В тот вечер они пошли в театр. Она не слышала ни единого слова из пьесы. Сегодня она уже даже не вспомнит ее названия. Амели грызли сомнения: ей бы разозлиться на него, уйти, быть может, оставить его совсем, а вместо этого, пренебрегая своим достоинством, она сидела с ним рядом, в зрительном зале, словно бы ничего не произошло. Злобу, которую она должна была бы выплеснуть на него, она направила против себя: она упрекала себя в том, что ей не хватило смелости уличить его во лжи, она чувствовала свою слабость, она воплощала собой все то, чего сама терпеть не могла, — и тогда она почувствовала глубокое отвращение к самой себе. У нее ужасно разболелся живот. Она встала и вышла из зала.

Час спустя Тристан сидел у ее изголовья, как когда-то отец, и спрашивал, почему она встала, почему уехала, не предупредив его. Она лишь ответила, что у нее заболел живот. Этот болезненный процесс самоуничтожения, начавшийся еще в детстве, — она сумеет довести его до логического конца. Ведь только смерть дарует ей власть.

26.

— Сегодня утром, — продолжила Амели, — пока ты спал, я пошла прогуляться и попыталась отыскать тот дом, который два лета подряд снимала моя тетя, но не нашла его…

Тристан смотрит, как она переодевается. Он растянулся на кровати и, повернув голову, любуется ею. Ее длинные ноги, ее нежная кожа, обнаженная часть плеча. Вечные символы.

Он думает о том, что она недавно сказала про гостевые комнаты. Хотел бы он жить с ней здесь, вдали от мира? К Парижу он испытывает чувство странной любви: его привлекает особая энергия этого города, позволяющая ежедневно надеяться на что-нибудь новенькое. Избавление? Он чувствует, что нуждается в этой суете подобно тому, как другие, чтобы развеяться, нуждаются в алкоголе.

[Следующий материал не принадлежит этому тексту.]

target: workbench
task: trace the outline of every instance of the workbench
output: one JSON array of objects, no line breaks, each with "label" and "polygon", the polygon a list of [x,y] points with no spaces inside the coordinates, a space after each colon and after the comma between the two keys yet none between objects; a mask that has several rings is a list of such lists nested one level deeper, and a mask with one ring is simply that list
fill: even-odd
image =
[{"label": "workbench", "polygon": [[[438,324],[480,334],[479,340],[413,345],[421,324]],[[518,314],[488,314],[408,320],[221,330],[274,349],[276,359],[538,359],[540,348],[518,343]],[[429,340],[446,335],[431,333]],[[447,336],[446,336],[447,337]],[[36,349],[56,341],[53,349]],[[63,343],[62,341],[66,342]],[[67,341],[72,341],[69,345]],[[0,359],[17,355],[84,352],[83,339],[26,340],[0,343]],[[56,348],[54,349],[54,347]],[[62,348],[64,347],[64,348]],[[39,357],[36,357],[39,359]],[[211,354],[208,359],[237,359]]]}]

Только что, когда тучи еще скрывали солнце, они взяли машину и немного проехались: Тристану хотелось посмотреть на скалы, что высятся к западу от Довиля. Ему всегда нравились пустынные скалы. И всегда, глядя на море, он ощущал головокружение и вместе с тем своеобразное притяжение, тайное желание прыгнуть, что в сущности одно и то же, поскольку прыгнуть — значит поддаться головокружению. Они прошлись по дорожке, идущей вдоль берега. Затем Амели пожелала вернуться. На какой-то момент Тристан остался один, лицом к лицу с пустынным морем, а сзади ветер шумел в ветвях деревьев. Он подумал о картинах Севера, на которых обычно изображался человек, одиноко стоящий на фоне бескрайних морских просторов. Амели ждала в машине. Он знал, что если и дальше останется стоять на берегу, то от созерцания природы вскоре перейдет к самосозерцанию, а этого он не хотел. В свои двадцать девять он уже чувствовал себя стариком. Для него это уже была старость, возраст компромиссов. Если рассматривать жизнь как процесс постепенного разрушения, то, по его ощущениям, все лучшее, то, чем он дорожил, осталось позади. У старости нет возраста. Он отворачивается от горизонта, от солнца, садится в машину и уезжает.

А теперь он лежит на большой кровати, смотрит на нее, на ее длинные ноги, нежную кожу, мечтает о ее ласках и слушает ее: загадочным образом откликаясь на его недавние размышления, Амели, переодеваясь, рассказывает ему, что этим утром, пока он спал, она пыталась отыскать дом своего детства, но не смогла его найти.

«Он исчез», — добавляет она с детской гримасой.

27.

Она говорит себе, что жизнь прекрасна не вопреки своему уродству, а вне зависимости от него, что в ней, как в романе, всегда таится скрытый смысл: чтобы до него добраться, недостаточно просто листать страницы, надо вникнуть в назойливость хитроумно повторяющихся словесных конструкций.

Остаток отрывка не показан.